🏷️:FAST: Efficient Action Tokenization for Vision-Language-Action Models 🔗:https://t.co/Lhtm2WU4Qn https://t.co/cZVZ849j1m
🏷️:Learnings from Scaling Visual Tokenizers for Reconstruction and Generation 🔗:https://t.co/PVoO2xj5dp https://t.co/pvCdjL33qO
FAST: Efficient Action Tokenization for Vision-Language-Action Models. https://t.co/GdwgQXdwjg
Recent developments in action tokenization for robotic models highlight innovative approaches to improve training efficiency. A new method called FAST (Frequency-space Action Tokenizer) has been introduced, which enables efficient autoregressive training for dexterous tasks. This method reportedly accelerates training by five times compared to traditional diffusion methods while maintaining precision.

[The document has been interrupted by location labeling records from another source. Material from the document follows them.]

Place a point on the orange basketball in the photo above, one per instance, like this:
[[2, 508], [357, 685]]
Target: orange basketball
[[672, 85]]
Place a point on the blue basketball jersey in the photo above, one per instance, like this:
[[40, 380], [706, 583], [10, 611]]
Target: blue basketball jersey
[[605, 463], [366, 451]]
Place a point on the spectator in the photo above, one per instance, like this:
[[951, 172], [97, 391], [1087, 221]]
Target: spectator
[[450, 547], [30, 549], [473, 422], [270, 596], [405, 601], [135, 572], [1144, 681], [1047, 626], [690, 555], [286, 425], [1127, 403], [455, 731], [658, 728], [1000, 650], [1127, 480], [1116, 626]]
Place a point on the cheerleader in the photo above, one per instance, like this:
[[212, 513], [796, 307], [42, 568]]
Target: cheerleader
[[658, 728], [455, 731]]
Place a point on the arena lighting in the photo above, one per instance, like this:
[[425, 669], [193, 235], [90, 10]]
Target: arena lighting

In addition, research from Meta has examined the effects of scaling the autoencoder bottleneck on reconstruction and generation performance, suggesting that simply scaling the encoder does not guarantee improved outcomes. Traditional tokenization methods have faced challenges with high-frequency, dexterous tasks due to redundancy and inefficiency. A new compressed action representation inspired by JPEG compression has been developed by Physical Intelligence, which also enhances the training speed of Vision-Language-Action models by five times.